Joe Biden is considering making a declaration of a national climate emergency. The president has been attempting since his inauguration to pass sweeping climate-related legislation, in efforts thwarted largely by one Democratic senator. What's a climate emergency declaration, and what would it mean for the U.S.?
The U.S. is of course part of the larger global issue of climate change, which many are seeing front and center as Western Europe’s heat wave is triggering wildfires. The president and some legislators in Congress have been working to make a climate emergency declaration, which would see federal funds allocated to climate protection measures.
The president may declare an emergency due to lack of Congressional action
In his speech in Somerset, Mass., on July 20, Biden will address climate issues from a former coal-fired power plant, reports the Associated Press. However, he isn't planning to make a climate emergency declaration just yet, according to White House press secretary Karine Jean-Pierre. “It’s not on the table for this week. We are still considering it,” she said.
Since Congressional efforts to increase federal spending on climate-related issues have stalled, the president has said he will continue his efforts on his own. The Washington Post reported that, in a statement on July 15, Biden said, “I will not back down: the opportunity to create jobs and build a clean energy future is too important to relent.”
Democratic senator Joe Manchin of West Virginia stalled Congressional talks about climate investments due to concerns about overall Democratic spending ambitions. Senators Bernie Sanders and Tim Kaine stressed the urgency of taking action on climate issues now while Democrats hold legislative power.
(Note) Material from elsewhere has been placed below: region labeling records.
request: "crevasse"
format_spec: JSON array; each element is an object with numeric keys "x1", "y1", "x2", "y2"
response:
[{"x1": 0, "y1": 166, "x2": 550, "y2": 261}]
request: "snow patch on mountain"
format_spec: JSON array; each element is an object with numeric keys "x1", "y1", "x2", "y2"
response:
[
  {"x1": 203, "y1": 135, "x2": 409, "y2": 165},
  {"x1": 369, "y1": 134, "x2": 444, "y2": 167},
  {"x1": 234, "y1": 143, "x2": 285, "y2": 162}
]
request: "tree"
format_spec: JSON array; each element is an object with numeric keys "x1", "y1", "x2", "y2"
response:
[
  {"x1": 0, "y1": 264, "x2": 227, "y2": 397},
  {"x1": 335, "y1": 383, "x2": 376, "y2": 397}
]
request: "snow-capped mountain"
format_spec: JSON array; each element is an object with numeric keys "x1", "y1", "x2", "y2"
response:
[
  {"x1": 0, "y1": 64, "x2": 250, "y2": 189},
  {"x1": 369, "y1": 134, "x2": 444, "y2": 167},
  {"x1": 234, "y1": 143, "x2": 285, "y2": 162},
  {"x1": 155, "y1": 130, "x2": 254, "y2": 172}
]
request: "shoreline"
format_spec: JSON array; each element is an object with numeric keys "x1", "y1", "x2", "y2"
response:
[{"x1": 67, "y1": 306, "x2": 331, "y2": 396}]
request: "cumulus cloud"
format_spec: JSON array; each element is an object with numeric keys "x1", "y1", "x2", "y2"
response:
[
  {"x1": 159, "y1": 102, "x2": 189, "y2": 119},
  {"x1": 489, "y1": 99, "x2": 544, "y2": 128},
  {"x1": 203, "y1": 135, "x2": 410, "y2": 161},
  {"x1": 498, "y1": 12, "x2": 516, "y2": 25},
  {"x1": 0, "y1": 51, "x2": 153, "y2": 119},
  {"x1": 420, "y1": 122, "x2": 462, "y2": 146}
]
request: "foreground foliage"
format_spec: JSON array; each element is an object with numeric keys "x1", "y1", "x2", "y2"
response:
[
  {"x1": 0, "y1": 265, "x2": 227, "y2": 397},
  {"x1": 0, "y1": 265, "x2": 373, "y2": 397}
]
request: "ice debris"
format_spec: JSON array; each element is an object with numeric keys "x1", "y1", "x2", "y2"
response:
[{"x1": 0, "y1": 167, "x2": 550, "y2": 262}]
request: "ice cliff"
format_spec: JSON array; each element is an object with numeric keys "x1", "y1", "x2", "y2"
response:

Sanders noted, “I think given the global crisis that we’re facing, given the inability of Congress to address this existential threat, I think the White House has got to use all of the resources and tools that they can.”
What happens when a climate emergency is declared?
An official declaration of climate emergency would unlock federal funding for environmental causes, including renewable energy and the transition from fossil fuel dependence.
Through an emergency declaration, Biden could redirect spending to renewable energy sources, such as wind and solar power. Such a declaration could also give Biden power to block certain oil and gas drilling projects.
Some legal experts doubt whether climate fits the bill for emergency declarations. Elizabeth Goitein, co-director of the liberty and national security program at the Brennan Center for Justice at New York University School of Law, wrote in a Washington Post op-ed last year, “Emergency powers are designed for events such as terrorist attacks, epidemics and natural disasters.” Persistent or systemic issues may not apply.
How on track is the U.S. to meet Biden's climate goals?
The Associated Press reported findings by The Rhodium Group, an independent research company, that the U.S. is “nowhere close” to meeting the emissions-reduction goals set by Biden. The group’s analysis shows the U.S. on track to reduce emissions by 24 to 35 percent by 2030. By contrast, Biden’s goal was a 50 percent reduction from the 2005 levels by 2030.